Monday, April 4, 2016

Preface: the first step towards taking a risk, is taking a step in the right direction

Years have literally gone by, but to be honest, I'm the same ol' person inside. Within that simple sentence, I ask myself internally...is that a good or bad thing? I have to admit that every time I revisit this blog, I read over old posts and get so overjoyed at the many life lessons God has taught me over the span of my life. Whether I was a youngen' writing about the inspirational truths I was learning about, or sharing my life story ups and downs through the years, one thing is certain, God has been an unshakable force through it all. This is a truth I have seen over an over in my posts, in my journaling, in my conversations (both internal and external ones). I love the fact that time and time again, God takes me back to places where I can be reminded of His goodness over the years. He reminds me of the many times He's been by my side, getting me through the worst of times, and leading me in the best of times. Through it all, He has captivated my heart and kept me in His palm, watching over me, gently correcting me, firmly holding me, and lovingly guiding me. So many things that I have endured in this life. So many untold stories...and I am finally coming to a place of realization that everything I have every been through has been for a reason, and that reason, those stories, need to be shared. So many people going through similar circumstances. So many looking for answers of hope.

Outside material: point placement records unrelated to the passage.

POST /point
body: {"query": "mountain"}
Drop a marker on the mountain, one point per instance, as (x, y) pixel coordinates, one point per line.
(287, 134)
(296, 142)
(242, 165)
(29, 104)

What will my story share? Will it be the hope to that girl who feels she never measures up? Will it be the joy to that young man who is waiting to hear of God's goodness? Or will it be the release for that mother who needs to let the tears flow upon hearing of the tragedies that God helped me turn into victories? My story can be just what you might be looking for...and I'm finally at a place where I feel able and willing to put the shame and guilt and discomfort aside, and just simply tell my story. Who know's, it might just be exactly what you need to read. Little by little, I'll disclose my story. I'll take the risk of being vulnerable all so that through my journey of letting go, you might come along side of me and also learn to be free.